Prepare Data for Modelling¶

Here we prepare an X/y dataset for a regression task (e.g., predicting the daily traffic of a station on day J using temporal features, lags, and line information). We keep it simple and modular.


In [ ]:
target = 'trafic_journalier'
numeric_features = ['year','month','day','weekday','is_weekend','lag_1','lag_7','roll7_mean']
categorical_features = []
if 'ligne' in df_model.columns:
    categorical_features.append('ligne')
if 'nom_gare' in df_model.columns:
    categorical_features.append('nom_gare')

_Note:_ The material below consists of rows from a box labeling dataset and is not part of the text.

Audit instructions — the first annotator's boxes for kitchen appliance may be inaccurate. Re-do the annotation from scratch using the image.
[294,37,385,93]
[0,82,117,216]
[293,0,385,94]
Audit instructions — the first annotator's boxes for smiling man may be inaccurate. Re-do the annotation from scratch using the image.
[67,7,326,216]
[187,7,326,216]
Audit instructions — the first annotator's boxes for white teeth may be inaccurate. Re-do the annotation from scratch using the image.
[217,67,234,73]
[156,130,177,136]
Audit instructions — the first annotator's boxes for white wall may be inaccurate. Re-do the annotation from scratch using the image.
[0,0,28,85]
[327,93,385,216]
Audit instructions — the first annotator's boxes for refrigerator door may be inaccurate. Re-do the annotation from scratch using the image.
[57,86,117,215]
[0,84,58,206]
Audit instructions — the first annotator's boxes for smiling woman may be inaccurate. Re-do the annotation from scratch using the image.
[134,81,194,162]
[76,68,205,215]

X = df_model[numeric_features + categorical_features]
y = df_model[target]

# Preprocessing for model
preprocess = ColumnTransformer(
    transformers=[
        ('num', 'passthrough', numeric_features),
        ('cat', OneHotEncoder(handle_unknown='ignore', sparse_output=False), categorical_features)
    ],
    remainder='drop'
)

# Split
X_train, X_test, y_train, y_test = train_test_split(X, y, test_size=0.2, shuffle=True, random_state=42)

# Simple baseline model
from sklearn.linear_model import Ridge
model = Pipeline(steps=[
    ('preprocess', preprocess),
    ('estimator', Ridge(alpha=1.0, random_state=42))
])

model.fit(X_train, y_train)
pred = model.predict(X_test)

mae = mean_absolute_error(y_test, pred)
r2  = r2_score(y_test, pred)
print(f"Baseline – MAE: {mae:,.2f} | R²: {r2:,.3f}")
Baseline – MAE: 9,451.77 | R²: 0.313

MAE (Mean Absolute Error) ≈ 9,452 passengers → On average, the model is off by about 9,500 passengers per observation (station × day in your case). → If a station typically has around 50,000 passengers/day, an error of 9,500 represents roughly a 20% deviation.

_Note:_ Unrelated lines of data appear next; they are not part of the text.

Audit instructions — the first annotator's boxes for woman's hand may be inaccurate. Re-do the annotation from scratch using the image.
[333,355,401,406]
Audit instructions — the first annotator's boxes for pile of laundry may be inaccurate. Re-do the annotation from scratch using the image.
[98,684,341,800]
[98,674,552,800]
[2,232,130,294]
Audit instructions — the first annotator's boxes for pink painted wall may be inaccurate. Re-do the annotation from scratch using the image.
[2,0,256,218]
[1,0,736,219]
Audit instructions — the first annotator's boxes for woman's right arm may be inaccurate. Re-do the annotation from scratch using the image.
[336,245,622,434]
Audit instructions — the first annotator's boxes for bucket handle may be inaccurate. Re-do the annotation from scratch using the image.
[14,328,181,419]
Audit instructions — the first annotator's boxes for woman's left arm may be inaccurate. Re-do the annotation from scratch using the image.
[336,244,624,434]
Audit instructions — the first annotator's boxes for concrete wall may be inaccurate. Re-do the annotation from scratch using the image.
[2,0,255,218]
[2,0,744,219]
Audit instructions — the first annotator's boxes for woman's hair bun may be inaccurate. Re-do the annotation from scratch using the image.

R² (Coefficient of Determination) = 0.313 → The model explains about 31% of the total variance in traffic. → In other words, it captures part of the structure, but there is still a large amount of unexplained variability.

This result suggests that passenger traffic is influenced by additional factors not included in the current dataset (e.g., weather, holidays, special events). While more advanced models could be tested to improve performance, exploring those is beyond the scope of today’s exercise.